One such flaw is the erosion of meaning and direction in a themed chat, one which you may have built to discuss or solve an issue but, over time, has seen the vitality of the problem and its essence become distorted. You can find yourself reinforcing what has become a gluttonous and unwieldy chat, wasting your credits with the platform and ironically making the problem harder to solve and potentially adding to it. Take building a website: you start asking for strategy, then copy, then technical fixes, then loop back to strategy – the chat loses the thread and so do you. Essentially, one chat trying to plan and execute at the same time does neither well – so what’s the solution?
The two-chat architecture

I’ll talk about my use of Claude to explore my own solution, but this method could apply broadly to any LLM. Claude has its Opus line of models, followed by Sonnet and finally Haiku. Opus is the most powerful, and is described as best used handling very complex tasks – the Sonnet model, I have found, is also very sophisticated and can handle tasks that most users might class as complex anyway – I have very little experience with Haiku as the models I’ve mentioned have been more than sufficient. The reason to use Opus for the strategy layer specifically is that the master document – which becomes the holy book for the entire project – benefits from the deepest possible reasoning at the point of creation. You only build it once, so it’s worth the extra firepower.
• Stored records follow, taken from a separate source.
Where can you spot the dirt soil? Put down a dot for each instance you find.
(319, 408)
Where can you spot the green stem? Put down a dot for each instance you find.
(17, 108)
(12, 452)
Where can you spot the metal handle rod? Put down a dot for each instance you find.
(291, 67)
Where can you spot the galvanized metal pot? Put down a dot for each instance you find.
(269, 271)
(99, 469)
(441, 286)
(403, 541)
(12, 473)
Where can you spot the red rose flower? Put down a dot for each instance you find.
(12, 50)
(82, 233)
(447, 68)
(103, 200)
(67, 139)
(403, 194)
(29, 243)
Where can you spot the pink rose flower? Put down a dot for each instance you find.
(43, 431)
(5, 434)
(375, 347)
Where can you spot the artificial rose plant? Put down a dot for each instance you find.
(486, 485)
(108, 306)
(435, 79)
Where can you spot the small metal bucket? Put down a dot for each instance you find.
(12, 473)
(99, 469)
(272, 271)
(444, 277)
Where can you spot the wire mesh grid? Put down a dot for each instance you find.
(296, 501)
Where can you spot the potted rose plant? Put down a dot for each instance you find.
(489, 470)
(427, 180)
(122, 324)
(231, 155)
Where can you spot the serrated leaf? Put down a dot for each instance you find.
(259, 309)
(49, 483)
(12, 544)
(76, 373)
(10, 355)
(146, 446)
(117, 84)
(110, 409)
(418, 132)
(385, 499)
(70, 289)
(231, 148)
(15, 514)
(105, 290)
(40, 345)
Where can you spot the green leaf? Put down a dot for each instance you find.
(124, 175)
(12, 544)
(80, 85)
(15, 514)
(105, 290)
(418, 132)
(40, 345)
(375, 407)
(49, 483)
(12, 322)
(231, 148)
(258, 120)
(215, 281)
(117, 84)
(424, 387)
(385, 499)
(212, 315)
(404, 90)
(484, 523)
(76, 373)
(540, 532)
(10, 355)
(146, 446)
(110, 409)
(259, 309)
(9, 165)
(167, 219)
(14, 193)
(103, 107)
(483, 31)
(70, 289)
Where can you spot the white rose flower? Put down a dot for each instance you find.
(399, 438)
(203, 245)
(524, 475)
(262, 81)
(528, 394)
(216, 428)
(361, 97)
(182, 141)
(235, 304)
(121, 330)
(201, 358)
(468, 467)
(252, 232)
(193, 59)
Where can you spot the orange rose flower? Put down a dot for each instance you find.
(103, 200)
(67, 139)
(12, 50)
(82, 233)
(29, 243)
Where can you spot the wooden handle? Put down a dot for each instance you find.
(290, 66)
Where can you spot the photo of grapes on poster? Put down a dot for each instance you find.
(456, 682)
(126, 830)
I’ll get straight to the point and explain the system that I’ve developed with these models that has effectively helped in everything from building this website to creating a shortlist of schools for my daughter in my local area.makes the system work.
Opus – The Brain
You can use the Opus model (currently 4.6) as the strategy chat, in this case the ‘brain’ – all the information that you feed in here – from your own experience, secondary sources and reports from other LLMs – all the contextual information about your project – can be fed in. Let’s call this chat the YOUR ISSUE GRAND STRATEGY BOT.

The master document
You should meet the model’s complexity with your own, allowing it to parse your information into a ‘master document’; a progressive summary of the issue complete with a proposed solution and action plan to achieve it. You could arrange this document or report in a preferred structure to summarise your project – I frequently produce them with a loose SOSTAC structure (Situation, Objectives, Strategy, Tactics, Actions, Control – a planning framework widely used in marketing). You can command this chat to produce a PDF document in summary of the issue which creates an artifact of it, fascinating to read as an item – as this remarkably capable system materialises your spurious inputs into a coherent report – and food for the next stage.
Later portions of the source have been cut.